In what scenario do you think this would matter, other then astro landscapes? (FF hands down for that.) Asking because I've never noticed a difference (past gen) until the shots got into several seconds.



> Also, ISO noise isn't everything...



I didn't see any differences...after post...between the old 5D2 and 7D at lower ISOs. I don't expect any between the 5D3 and 7D2. Open to evidence I'm wrong. Again, this is after post. (SOOC FF is sharper and often has more local contrast.)



> One thing to consider is that the 'crop factor' also applies to DoF for the same framing. To get the DoF of an f/2.8 lens on FF, you need an f/1.8 lens on APS-C. To get the DoF of an f/1.4 lens on FF, you need an f/0.9 lens on APS-C.



Good point.


----------



## dtaylor (Oct 11, 2014)

alistairm1 said:


> Thank you, dtaylor, for that in-depth review of images. SOOC is good for SWMBO to post on FB, but I'm up for a bit of post to polish the product. High frame rate is not really that much of a requirement, so I would'nt miss the extra 4fps that the 7DII would bring. (I hope)
> I really prefer natural light where-ever possible, so I suppose high ISO performance is probably more important to me than
> I think. Particularly in theatres, where tungsten is my major challenge (although that is now being complicated by the trend to convert to LED, especially when there is a mix of the two -( ).
> Still, it wouldn't be anywhere near as enjoyable if there weren't any challenges
> ...



Agree totally with your decision. IMHO it's literally high ISO vs. fps, and the 5D3 has decent fps to start. Given what you just said your answer is 5D3.

If you're open to refurbished, keep in mind the Canon loyalty program discount. You can get an old, used, no longer working Canon DSLR off eBay and net a big discount off a new DSLR.


----------



## alistairm1 (Oct 11, 2014)

Unfortunately, no CLP for us non-US customers :'-(


----------



## Random Orbits (Oct 11, 2014)

It depends on what lenses you'll be able to afford to use or have for each camera. I use the 5DIII for everything (sports, portraits, landscapes, etc.) because it is the only camera I have. Sometimes, I wish it had a higher frame rate for shooting my kids soccer games, but that is about it (a deeper buffer would help too). And yes, I love the additional DOF control of FF.


----------



## alistairm1 (Oct 11, 2014)

I haven't got anything special by way of glass, but never really bothered as I was able to produce acceptable results, certainly in the eyes of the judges at the clubs I attend, and SWMBO.
However, I realise that the glass I have now will need to be "refreshed" to make best use of this body. 
But, rather like Dr. Frankenstein, body first ;-)

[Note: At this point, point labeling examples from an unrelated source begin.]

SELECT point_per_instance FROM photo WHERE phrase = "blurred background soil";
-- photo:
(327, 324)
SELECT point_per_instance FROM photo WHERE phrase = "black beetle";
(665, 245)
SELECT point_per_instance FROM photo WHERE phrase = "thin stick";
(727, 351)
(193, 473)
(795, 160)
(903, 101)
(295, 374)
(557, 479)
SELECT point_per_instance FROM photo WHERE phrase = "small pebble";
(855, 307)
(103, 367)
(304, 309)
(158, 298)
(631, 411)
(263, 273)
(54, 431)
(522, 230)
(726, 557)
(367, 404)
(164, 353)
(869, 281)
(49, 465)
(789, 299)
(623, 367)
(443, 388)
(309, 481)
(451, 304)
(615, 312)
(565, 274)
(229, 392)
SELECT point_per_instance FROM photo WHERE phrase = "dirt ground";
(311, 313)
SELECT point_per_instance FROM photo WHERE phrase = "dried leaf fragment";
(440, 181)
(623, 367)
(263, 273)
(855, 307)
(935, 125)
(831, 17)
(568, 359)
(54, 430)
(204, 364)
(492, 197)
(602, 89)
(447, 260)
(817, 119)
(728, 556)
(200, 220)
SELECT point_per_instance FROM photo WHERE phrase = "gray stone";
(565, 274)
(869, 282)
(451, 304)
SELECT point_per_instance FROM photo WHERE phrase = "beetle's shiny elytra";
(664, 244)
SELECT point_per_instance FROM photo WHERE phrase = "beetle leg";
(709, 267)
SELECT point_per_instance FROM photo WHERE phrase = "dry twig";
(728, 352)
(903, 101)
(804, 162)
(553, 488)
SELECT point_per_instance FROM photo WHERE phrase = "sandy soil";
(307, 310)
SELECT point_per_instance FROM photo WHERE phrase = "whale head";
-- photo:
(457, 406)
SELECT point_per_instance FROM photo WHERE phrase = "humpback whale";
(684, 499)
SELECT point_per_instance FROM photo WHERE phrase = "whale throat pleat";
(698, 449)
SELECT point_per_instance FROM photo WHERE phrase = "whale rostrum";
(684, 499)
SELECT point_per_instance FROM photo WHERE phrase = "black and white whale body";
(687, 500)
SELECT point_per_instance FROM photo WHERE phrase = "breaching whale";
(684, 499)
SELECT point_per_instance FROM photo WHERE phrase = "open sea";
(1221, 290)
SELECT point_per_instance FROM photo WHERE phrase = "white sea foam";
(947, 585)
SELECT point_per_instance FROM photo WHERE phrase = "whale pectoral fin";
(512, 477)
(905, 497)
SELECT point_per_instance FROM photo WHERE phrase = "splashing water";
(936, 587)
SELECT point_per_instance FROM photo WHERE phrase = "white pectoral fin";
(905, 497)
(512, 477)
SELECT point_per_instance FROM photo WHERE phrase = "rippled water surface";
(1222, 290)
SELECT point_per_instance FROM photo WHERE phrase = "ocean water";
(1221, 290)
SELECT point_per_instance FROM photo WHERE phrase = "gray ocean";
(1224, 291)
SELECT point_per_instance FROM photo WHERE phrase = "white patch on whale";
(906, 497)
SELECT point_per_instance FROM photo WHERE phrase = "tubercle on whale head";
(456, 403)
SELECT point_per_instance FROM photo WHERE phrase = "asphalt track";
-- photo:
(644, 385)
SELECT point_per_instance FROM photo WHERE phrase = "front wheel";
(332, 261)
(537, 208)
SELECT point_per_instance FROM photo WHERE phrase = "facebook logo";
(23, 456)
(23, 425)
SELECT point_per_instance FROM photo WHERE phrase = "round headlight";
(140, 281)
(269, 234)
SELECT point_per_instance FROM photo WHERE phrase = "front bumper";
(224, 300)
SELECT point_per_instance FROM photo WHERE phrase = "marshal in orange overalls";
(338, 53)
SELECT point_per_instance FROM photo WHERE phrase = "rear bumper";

Not the classic way (Glass first, body later), but the loss of my 50D leaves me with no body at all at the moment. So that's why I'm keen to get the body I need, and will serve me well in the future, first, and then upgrade the glass as and when the money becomes available.


----------



## neuroanatomist (Oct 12, 2014)

dtaylor said:


> neuroanatomist said:
> 
> 
> > I recommend a bit of caution when interpreting static test scenes like those from IR. They keep lighting and aperture constant, while varying shutter speed and ISO. In low light with longer shutter speeds, the relative impact of noise sources is different so the results may be slightly more applicable to fast action in decent light than to true low light.
> ...



I did some testing with my 5DII where I varied ISO and light levels (constant 1/60 s and f/5.6) vs. varying ISO and shutter speed (same lighting, f/8, 'reasonable' shutter speeds of 1/30 s to 1/8000 s, they weren't long exposures). The latter is what most testing sites do. I found that when varying light levels instead of shutter speed, noise at higher ISO was more evident and there was more noticeable color desaturation in the red channel, and to a lesser extent the green channel. The differences were easily seen in testing, but I'm not sure of the impact on everyday shooting. 




dtaylor said:


> > Also, ISO noise isn't everything...
> 
> 
> 
> ...



That was contiguous...ISO noise isn't everything, even if that's the same at low ISO (not personally convinced of that yet), there are other considerations when comparing FF and APS-C, DoF being a significant one for some use cases.


----------



## vulie504 (Oct 12, 2014)

Yea the 7D ii is tempting, especially at that price. I'm toying with the idea of possibly using a 7D ii as a backup camera to the 5th iii. One great thing is that the physical layout is basically the same between the 2 cameras.


----------



## LesC (Oct 12, 2014)

alistairm1 said:


> Had to start this as I didn't want to hijack LesC's post about the 6D and 7DII.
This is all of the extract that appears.